At the end of the service, during “Many, many years,” the priest gave the old man and Alexey the cross to kiss, but when Yulia went up, he put his hand over the cross, and showed he wanted to speak. Signs were made to the singers to stop.

“The prophet Samuel,” began the priest, “went to Bethlehem at the bidding of the Lord, and there the elders of the town with fear and trembling asked him: ‘Comest thou peaceably?’ And the prophet answered: ‘Peaceably: I am come to sacrifice unto the Lord: sanctify yourselves and come with me to the sacrifice.’ Even so, Yulia, servant of God, shall we ask of thee, Dost thou come bringing peace into this house?”

Yulia flushed with emotion. As he finished, the priest gave her the cross to kiss, and said in quite a different tone of voice:

“Now Fyodor Fyodorovitch must be married; it’s high time.”

The choir began singing once more, people began moving, and the room was noisy again. The old man, much touched, with his eyes full of tears, kissed Yulia three times, made the sign of the cross over her face, and said:

“This is your home. I’m an old man and need nothing.”

The clerks congratulated her and said something, but the choir was singing so loud that nothing else could be heard. Then they had lunch and drank champagne. She sat beside the old father, and he talked to her, saying that families ought not to be parted but live together in one house; that separation and disunion led to permanent rupture.

“I’ve made money and the children only do the spending of it,” he said. “Now, you live with me and save money. It’s time for an old man like me to rest.”

Yulia had all the time a vision of Fyodor flitting about so like her husband, but shyer and more restless; he fussed about her and often kissed her hand.

“We are plain people, little sister,” he said, and patches of red came into his face as he spoke. “We live simply in Russian style, like Christians, little sister.”

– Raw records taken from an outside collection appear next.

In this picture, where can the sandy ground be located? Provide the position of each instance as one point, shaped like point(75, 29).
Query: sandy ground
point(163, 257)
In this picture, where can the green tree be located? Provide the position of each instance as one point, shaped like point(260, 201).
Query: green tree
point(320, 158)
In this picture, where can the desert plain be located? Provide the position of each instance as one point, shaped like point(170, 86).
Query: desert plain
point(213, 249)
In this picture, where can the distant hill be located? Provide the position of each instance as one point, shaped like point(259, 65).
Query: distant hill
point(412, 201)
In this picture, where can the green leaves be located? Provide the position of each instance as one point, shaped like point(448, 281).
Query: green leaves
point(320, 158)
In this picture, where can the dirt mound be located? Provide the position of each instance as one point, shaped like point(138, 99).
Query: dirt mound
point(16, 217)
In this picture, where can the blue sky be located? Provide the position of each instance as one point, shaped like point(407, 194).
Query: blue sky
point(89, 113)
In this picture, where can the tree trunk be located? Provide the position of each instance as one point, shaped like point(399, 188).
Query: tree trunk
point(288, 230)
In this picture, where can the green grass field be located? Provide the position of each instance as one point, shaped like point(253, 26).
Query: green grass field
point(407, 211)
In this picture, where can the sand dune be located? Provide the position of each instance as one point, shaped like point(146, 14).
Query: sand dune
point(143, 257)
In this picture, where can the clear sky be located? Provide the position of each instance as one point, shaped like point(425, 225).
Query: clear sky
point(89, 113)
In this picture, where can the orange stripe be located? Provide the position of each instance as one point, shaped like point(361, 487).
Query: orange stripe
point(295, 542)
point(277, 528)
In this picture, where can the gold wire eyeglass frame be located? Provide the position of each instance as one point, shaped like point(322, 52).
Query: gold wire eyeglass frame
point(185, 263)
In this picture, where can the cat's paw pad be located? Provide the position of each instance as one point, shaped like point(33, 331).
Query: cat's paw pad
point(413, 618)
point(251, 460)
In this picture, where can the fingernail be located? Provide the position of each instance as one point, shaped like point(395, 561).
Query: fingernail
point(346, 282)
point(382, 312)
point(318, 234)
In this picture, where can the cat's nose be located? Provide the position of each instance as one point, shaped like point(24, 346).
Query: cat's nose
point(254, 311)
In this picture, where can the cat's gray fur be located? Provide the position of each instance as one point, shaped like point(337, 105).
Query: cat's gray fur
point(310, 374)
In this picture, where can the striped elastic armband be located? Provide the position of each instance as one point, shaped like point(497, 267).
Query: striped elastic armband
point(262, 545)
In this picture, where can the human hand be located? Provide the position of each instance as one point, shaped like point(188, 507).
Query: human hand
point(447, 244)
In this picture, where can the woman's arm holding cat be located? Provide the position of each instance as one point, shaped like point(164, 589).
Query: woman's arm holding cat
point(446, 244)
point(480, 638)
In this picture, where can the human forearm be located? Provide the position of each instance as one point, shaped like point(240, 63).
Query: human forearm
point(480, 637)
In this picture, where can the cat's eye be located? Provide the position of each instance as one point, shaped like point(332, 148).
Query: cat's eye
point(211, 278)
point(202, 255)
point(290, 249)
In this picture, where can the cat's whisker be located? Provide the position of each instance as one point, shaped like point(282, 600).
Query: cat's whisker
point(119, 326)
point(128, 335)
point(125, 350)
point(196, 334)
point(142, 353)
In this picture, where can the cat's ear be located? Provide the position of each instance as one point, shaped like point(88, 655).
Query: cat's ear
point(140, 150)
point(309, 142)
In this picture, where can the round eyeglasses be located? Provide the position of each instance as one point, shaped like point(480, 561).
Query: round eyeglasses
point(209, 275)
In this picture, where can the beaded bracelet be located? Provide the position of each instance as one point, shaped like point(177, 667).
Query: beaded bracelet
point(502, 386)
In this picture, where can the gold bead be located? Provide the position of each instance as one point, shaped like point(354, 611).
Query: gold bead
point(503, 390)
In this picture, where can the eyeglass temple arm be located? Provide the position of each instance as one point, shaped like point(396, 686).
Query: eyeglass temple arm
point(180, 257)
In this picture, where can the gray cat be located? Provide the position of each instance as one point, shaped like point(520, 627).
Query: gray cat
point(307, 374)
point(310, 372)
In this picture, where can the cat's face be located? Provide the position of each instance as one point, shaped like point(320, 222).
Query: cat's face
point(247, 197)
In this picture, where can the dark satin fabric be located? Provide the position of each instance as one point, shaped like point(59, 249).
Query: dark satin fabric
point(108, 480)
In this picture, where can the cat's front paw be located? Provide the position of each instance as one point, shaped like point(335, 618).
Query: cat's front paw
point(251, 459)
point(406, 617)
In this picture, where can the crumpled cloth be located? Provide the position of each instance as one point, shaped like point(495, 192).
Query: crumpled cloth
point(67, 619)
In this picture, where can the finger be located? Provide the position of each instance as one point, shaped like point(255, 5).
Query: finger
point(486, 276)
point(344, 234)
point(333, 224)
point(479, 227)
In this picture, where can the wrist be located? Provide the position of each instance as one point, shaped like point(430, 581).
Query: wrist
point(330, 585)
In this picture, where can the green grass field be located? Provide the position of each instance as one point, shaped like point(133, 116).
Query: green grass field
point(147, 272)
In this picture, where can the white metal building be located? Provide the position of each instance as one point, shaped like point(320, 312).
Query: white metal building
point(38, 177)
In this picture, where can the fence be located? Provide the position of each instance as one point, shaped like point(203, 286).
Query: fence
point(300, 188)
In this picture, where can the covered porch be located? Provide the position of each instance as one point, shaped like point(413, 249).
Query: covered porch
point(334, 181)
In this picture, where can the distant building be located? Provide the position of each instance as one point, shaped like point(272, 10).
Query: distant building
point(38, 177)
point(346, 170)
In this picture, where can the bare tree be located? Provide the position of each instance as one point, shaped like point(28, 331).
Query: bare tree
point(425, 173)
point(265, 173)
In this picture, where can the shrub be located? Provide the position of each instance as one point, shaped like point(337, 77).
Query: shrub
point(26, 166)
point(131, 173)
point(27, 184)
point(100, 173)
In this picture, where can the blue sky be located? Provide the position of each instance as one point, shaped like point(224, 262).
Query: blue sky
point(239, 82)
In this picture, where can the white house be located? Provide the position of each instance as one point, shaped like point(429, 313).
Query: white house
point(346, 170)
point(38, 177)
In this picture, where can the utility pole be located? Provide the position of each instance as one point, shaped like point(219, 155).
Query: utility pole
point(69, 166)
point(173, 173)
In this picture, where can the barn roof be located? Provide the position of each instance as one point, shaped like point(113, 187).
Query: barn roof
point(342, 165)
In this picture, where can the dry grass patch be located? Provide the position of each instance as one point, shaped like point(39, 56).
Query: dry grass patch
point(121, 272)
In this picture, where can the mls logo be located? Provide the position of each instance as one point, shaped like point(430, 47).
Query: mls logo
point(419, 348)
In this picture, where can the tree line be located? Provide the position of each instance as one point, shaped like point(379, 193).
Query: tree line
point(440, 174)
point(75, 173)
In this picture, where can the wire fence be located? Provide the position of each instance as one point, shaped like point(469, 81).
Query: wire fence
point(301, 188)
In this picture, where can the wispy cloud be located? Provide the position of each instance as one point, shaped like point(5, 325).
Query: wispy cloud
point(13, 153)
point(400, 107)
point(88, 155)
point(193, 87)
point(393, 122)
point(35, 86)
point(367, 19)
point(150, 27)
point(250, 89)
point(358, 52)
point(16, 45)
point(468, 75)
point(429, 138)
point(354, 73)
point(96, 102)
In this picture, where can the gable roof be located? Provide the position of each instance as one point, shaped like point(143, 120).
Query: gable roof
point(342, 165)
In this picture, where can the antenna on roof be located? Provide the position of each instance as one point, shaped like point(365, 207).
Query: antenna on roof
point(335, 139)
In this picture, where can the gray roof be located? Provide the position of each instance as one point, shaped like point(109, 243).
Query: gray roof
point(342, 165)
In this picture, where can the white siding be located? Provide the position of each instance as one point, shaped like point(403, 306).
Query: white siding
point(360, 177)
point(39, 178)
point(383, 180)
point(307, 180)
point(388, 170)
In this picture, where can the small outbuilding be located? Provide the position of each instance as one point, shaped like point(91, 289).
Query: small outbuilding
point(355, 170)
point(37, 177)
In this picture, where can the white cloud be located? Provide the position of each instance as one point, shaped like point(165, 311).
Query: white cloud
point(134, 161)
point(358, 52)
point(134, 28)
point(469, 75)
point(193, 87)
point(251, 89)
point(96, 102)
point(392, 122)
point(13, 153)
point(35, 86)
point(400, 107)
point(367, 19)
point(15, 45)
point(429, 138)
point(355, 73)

As they went home, Laptev felt greatly relieved that everything had gone off so well, and that nothing outrageous had happened as he had expected. He said to his wife:

“You’re surprised that such a stalwart, broad-shouldered father should have such stunted, narrow-chested sons as Fyodor and me. Yes; but it’s easy to explain! My father married my mother when he was forty-five, and she was only seventeen. She turned pale and trembled in his presence. Nina was born first⁠—born of a comparatively healthy mother, and so she was finer and sturdier than we were. Fyodor and I were begotten and born after mother had been worn out by terror. I can remember my father correcting me⁠—or, to speak plainly, beating me⁠—before I was five years old. He used to thrash me with a birch, pull my ears, hit me on the head, and every morning when I woke up my first thought was whether he would beat me that day. Play and childish mischief was forbidden us. We had to go to morning service and to early mass. When we met priests or monks we had to kiss their hands; at home we had to sing hymns. Here you are religious and love all that, but I’m afraid of religion, and when I pass a church I remember my childhood, and am overcome with horror. I was taken to the warehouse as soon as I was eight years old. I worked like a working boy, and it was bad for my health, for I used to be beaten there every day. Afterwards when I went to the high school, I used to go to school till dinnertime, and after dinner I had to sit in that warehouse till evening; and things went on like that till I was twenty-two, till I got to know Yartsev, and he persuaded me to leave my father’s house. That Yartsev did a great deal for me. I tell you what,” said Laptev, and he laughed with pleasure: “let us go and pay Yartsev a visit at once. He’s a very fine fellow! How touched he will be!”

VII

On a Saturday in November Anton Rubinstein was conducting in a symphony concert. It was very hot and crowded. Laptev stood behind the columns, while his wife and Kostya Kotchevoy were sitting in the third or fourth row some distance in front. At the very beginning of an interval a “certain person,” Polina Nikolaevna Razsudin, quite unexpectedly passed by him. He had often since his marriage thought with trepidation of a possible meeting with her.